Though the boy tells the main story, Coco also has a speaking role via speech bubbles. For example, when Coco is pursuing an insect, the associated speech bubble reads, “I’ll catch you!’ and, as the chicken is devouring the caterpillars, the bubble says, “Yummy! Yummy! Yummy!”, but, after eating them, its immediate utterance is “Not yummy”. Later, when the boy finds the two surviving larvae and Coco also spots them, the chicken’s response is an emphatic “Not yummy! Not yummy!”
Valério’s collage illustrations are simply outstanding, and they begin and end with the book’s endpapers, the opening one featuring six caterpillars munching on the leaves of a plant, and the closing one highlighting a pair of chrysalises hanging above some chewed-upon leaves. Particularly effective are the spreads that capture Coco’s almost frenzied eating of the four caterpillar and those that show the two Monarchs hatching, their wings not yet inflated, followed by the Monarchs being portrayed in all their colourful glory.
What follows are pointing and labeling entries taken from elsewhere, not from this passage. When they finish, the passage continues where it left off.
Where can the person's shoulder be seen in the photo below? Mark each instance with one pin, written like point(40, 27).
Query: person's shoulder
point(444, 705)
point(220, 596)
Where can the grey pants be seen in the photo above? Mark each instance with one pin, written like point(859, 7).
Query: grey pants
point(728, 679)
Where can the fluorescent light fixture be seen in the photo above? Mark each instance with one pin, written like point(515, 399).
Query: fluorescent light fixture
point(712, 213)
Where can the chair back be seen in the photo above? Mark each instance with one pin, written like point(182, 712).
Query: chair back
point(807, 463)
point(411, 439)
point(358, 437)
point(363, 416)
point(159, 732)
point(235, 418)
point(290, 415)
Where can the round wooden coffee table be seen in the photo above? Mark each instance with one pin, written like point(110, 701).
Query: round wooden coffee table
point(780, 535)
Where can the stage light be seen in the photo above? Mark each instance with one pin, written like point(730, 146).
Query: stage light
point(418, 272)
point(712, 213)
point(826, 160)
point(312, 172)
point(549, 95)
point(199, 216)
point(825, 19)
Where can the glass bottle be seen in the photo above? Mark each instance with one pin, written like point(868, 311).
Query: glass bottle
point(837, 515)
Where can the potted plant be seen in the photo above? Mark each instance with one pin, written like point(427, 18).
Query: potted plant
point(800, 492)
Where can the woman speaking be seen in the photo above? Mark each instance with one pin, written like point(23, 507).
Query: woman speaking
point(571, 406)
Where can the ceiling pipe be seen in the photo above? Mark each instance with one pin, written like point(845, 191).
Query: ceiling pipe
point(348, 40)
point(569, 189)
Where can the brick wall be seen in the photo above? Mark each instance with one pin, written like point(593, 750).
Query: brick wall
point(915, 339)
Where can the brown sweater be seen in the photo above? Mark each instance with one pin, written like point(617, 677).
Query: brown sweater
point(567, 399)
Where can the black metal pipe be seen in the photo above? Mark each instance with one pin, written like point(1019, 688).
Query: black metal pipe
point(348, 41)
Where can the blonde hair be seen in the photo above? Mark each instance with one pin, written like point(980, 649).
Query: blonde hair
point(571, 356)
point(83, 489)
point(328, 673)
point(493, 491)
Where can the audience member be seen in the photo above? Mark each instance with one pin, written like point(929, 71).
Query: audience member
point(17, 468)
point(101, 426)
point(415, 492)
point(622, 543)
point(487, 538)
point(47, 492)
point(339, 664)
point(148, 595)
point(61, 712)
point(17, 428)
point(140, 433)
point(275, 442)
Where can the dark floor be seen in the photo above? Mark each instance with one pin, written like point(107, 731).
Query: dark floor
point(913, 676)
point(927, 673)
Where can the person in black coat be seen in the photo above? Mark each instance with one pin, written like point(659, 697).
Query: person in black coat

Readers who enjoyed Coco and the Caterpillars could be directed to another related Valério title, My Book of Butterflies (www.cmreviews.ca/node/2434)
Dave Jenkinson, CM’s editor, lives in Winnipeg, Manitoba, where he, too, found Monarch larvae on the milkweed plants he had added to his garden. Alas, the next morning, the larvae were gone, and somewhere in the neighborhood there must have been a sick bird or two.